Whether the oil and gas industry is booming or declining, organizations consistently shortchange the onboarding process. Many companies have abbreviated onboarding to a half day of skimming the employee handbook and receiving appropriate badge access.

This approach cheapens the new employee’s understanding of the company vision, compliance culture, and performance expectations. It is critical for new hires to have immediate and meaningful exposure to the key components of a company’s culture, particularly regarding policies and controls.

With the right amount of planning and with limited but focused efforts, onboarding more than pays for itself in confident, loyal employees who understand the company’s culture and policies.

Why Do It?

Compliance. In highly regulated areas like SOX for financial reporting, compliance is nonnegotiable. Public companies must ensure all new employees are aware of industry and company controls and are committed to abiding by defined policies. The financial investment in onboarding is preferable to receiving a significant deficiency or material weakness.

Accelerated learning. Documented desk procedures will allow a new employee to move quickly up the learning curve. Well-written desk procedures boost a new employee’s productivity and will save experienced employees from spending significant time handholding.

Future investment. Employees who have a clear understanding of job expectations can focus on delivering results rather than trying to learn job activities. An intentional and well-planned onboarding process can easily be repeated across functions with minor changes.

Key Components

1. Desk procedures. A successful onboarding program includes detailed, current desk procedures. The procedural should include step-by-step explanations of the process the employee participates in. Process flows, roles and responsibilities, delegations of authority, controls, and policies will all be included or referenced in well-written desk procedures.

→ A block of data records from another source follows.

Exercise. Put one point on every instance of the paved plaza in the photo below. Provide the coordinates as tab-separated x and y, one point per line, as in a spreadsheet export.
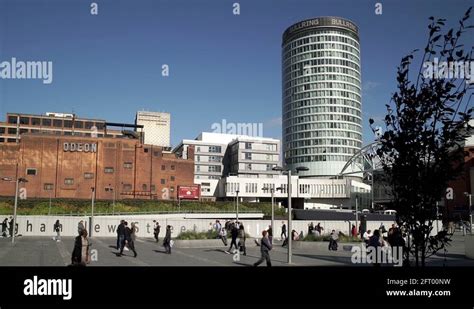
41	251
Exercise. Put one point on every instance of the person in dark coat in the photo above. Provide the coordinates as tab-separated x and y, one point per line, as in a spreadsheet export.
270	234
80	227
265	247
156	230
57	229
11	227
4	227
120	234
283	231
80	253
242	238
128	240
167	240
234	232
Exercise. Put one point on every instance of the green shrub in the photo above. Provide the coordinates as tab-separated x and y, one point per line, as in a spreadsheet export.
342	238
192	235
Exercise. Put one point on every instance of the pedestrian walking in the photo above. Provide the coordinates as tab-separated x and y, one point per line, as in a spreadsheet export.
4	227
12	230
234	232
333	241
57	229
270	234
283	231
156	230
167	240
353	231
265	247
128	240
242	239
80	253
120	234
80	227
223	235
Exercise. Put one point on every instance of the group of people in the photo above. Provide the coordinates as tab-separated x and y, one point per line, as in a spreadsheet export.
7	227
317	230
236	230
81	252
380	237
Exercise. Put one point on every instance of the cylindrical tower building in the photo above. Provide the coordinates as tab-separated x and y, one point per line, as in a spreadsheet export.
321	89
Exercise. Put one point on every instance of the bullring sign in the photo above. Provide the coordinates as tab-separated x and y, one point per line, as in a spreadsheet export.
80	147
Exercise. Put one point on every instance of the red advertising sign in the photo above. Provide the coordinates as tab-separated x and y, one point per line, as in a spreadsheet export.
189	192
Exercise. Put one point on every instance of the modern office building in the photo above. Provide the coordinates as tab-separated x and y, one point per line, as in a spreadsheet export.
218	155
321	95
58	124
253	157
156	127
307	193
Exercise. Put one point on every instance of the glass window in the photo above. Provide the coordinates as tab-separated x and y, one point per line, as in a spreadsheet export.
109	170
12	119
58	123
24	120
46	122
31	171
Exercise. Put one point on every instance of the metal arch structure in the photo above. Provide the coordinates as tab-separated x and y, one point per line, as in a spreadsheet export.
364	161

2. System training. A new employee must understand how to perform their job tasks within the appropriate systems. How is an invoice entered? Where are particular contracts located? How are the required reports for month-end close run? What constitutes a hard error versus a soft warning, and what should an employee do in either case?

These questions should be clearly answered in system training documentation. Furthermore, a new hire’s supervisor, armed with clear training and defined training documentation, should be well-prepared to train staff in the systems.

3. Team introductions. New hires need a casual but purposeful introduction to the immediate team. This seems obvious, but many companies fail to encourage team leaders to build departmental camaraderie. Contrary to an isolated employee, an engaged team member makes a loyal employee.

4. Cross-functional understanding. A successful onboarding program includes cross-functional exposure. New employees must understand their roles within the immediate function and within the organization. Opportunities for cross-functional understanding come from lunch-and-learns, town hall meetings, and other cross-department sessions. A new hire should be made aware of these opportunities and encouraged to attend.

Onboarding is not an optional G&A expense, a mysterious formula, or a waste of resources. With intentional planning and focused effort, onboarding is a simple, clean, repeatable process which wins the company enhanced controls compliance, increased return on employee investment, and loyal staff.